Thanks to Geoff Sharp at Mediator Blah Blah for hipping us to How to Build a Mediation Presentation That Will Make an Insurance Adjuster’s Sphincter Tighten by Bob Gerchen, jury consultant and author.  Excerpt below.

CONSIDER YOUR AUDIENCE 

In a mediation. . . [w]e're not playing to jurors. We’re playing to the person who holds the purse strings. The insurance adjuster. Does an insurance adjuster care that your young client was Phi Beta Kappa? Not likely. Is an insurance adjuster emotionally affected because your client’s legs were burned off him while he sat half in and half out of the SUV that had just rolled over on him? Doubtful.

Insurance adjusters have seen the worst of the worst. They see horrific injuries every day. They see “perfect” plaintiffs every day. It doesn’t move them. What do insurance adjusters care about?
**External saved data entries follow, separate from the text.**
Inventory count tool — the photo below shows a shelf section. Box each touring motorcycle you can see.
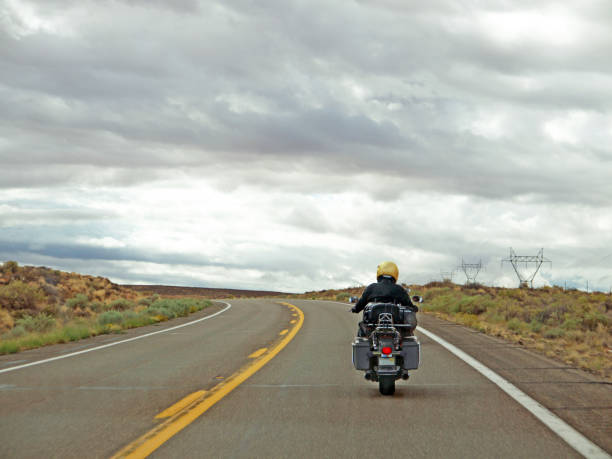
[353,295,423,395]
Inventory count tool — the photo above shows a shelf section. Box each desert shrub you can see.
[0,281,45,311]
[98,311,123,325]
[582,312,608,330]
[66,293,89,309]
[108,298,135,311]
[336,292,350,301]
[9,325,27,338]
[561,318,582,330]
[2,261,19,274]
[138,298,153,306]
[544,327,565,339]
[145,298,210,319]
[89,301,104,313]
[0,309,15,333]
[456,295,494,315]
[506,317,522,332]
[16,312,55,332]
[0,341,19,355]
[529,320,544,333]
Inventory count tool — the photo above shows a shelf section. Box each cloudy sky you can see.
[0,0,612,291]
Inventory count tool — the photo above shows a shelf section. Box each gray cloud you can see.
[0,0,612,292]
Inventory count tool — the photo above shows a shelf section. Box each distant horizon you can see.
[0,0,612,291]
[0,260,612,295]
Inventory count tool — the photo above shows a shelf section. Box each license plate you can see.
[378,357,395,367]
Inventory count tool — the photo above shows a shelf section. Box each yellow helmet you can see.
[376,261,399,282]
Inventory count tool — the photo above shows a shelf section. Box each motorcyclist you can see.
[351,261,419,313]
[351,261,419,336]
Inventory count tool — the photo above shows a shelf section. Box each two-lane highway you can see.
[0,300,608,458]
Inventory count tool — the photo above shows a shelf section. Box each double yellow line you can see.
[112,303,304,459]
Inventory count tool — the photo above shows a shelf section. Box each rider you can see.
[351,261,419,313]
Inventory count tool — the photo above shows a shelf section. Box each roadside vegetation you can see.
[294,282,612,381]
[0,261,211,354]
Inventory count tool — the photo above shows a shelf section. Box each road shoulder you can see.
[417,314,612,452]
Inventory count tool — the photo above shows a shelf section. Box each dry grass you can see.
[0,262,211,354]
[294,282,612,381]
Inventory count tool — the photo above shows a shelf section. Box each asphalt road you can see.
[0,300,608,458]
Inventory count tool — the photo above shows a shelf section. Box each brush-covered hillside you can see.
[0,261,211,354]
[296,282,612,381]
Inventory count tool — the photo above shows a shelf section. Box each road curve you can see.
[0,300,608,458]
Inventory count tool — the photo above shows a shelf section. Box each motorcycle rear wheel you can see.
[378,376,395,395]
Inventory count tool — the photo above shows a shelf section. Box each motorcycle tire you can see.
[378,376,395,395]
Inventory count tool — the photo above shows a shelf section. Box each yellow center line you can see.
[112,303,304,459]
[155,390,206,419]
[249,347,268,359]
Insurance adjusters care about one thing more than anything in the world, even more than money.

Risk.

When an insurance adjuster is listening to and watching a mediation presentation by a plaintiff, she is asking herself, “What is my downside here? What is my risk level?” And she is constantly weighing the risks of going to trial versus the costs of settling with money that the insurance company would prefer to hold on to for a little longer.
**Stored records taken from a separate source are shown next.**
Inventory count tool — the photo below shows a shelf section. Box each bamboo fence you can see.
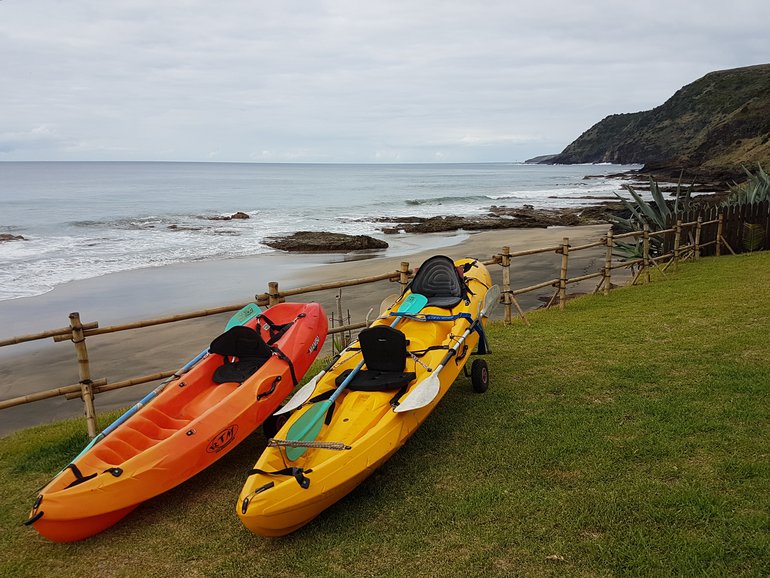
[0,206,770,438]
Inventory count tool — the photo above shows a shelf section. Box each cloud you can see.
[0,0,770,162]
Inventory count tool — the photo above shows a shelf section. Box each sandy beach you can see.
[0,225,607,436]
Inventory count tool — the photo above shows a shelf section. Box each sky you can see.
[0,0,770,163]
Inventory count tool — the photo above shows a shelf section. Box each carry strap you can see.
[270,345,299,386]
[248,467,313,490]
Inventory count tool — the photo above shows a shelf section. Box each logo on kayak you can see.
[206,424,238,454]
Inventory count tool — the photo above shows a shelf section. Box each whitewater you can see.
[0,162,639,300]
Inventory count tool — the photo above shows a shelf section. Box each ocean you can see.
[0,162,639,301]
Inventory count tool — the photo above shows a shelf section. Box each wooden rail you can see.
[0,208,770,437]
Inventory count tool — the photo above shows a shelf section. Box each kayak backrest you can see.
[209,325,273,383]
[335,325,415,391]
[358,325,407,371]
[409,255,466,308]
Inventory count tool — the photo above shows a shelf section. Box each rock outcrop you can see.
[263,231,388,253]
[0,233,27,242]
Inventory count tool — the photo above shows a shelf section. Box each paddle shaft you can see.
[57,303,261,466]
[286,293,428,454]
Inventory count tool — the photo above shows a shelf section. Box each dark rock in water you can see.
[166,224,201,231]
[0,233,27,241]
[263,231,388,253]
[201,211,251,221]
[383,205,606,234]
[400,216,518,233]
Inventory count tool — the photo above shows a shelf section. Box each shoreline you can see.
[0,225,608,436]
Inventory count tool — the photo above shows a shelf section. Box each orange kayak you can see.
[26,303,327,542]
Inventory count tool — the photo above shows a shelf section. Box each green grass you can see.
[0,253,770,577]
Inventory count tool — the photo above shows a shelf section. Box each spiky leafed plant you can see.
[610,176,692,260]
[723,164,770,206]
YOUR OBJECTIVE: COMMUNICATE THE RISK

When you start putting together your mediation presentation, instead of asking, “What’s great about my case?” ask yourself, “If I were the adjuster, what about this case would freak me out?”

THE ELEMENTS OF THE SPHINCTER-TIGHTENING PRESENTATION

Their Witnesses and Documents

The first answer is bad defense witnesses. . . . As much as possible, tell the story using defense witnesses. Pull out the parts of depositions that show blazing incompetence, indifference or best yet, bad motive. As much as possible, include documents generated by the defense to bolster your case.

Adjusters don’t typically see witness testimony before trial. If they’ve got some awful witnesses, make the adjuster painfully aware of it. Start and end with their horrible witnesses. 

                                               *                        *                         *
 

WHAT ABOUT MY PLAINTIFF?

[T]he plaintiff should be a coda, just a quick notice to the defense that they won’t be able to score big on “your guy.”

The big dollars don’t lie in the beauty of your plaintiff’s life and the tragedy of his loss. The big dollars lie in the adjuster’s uneasiness about the risk. And if you can get the adjuster’s sphincter to tighten, her hands may well loosen.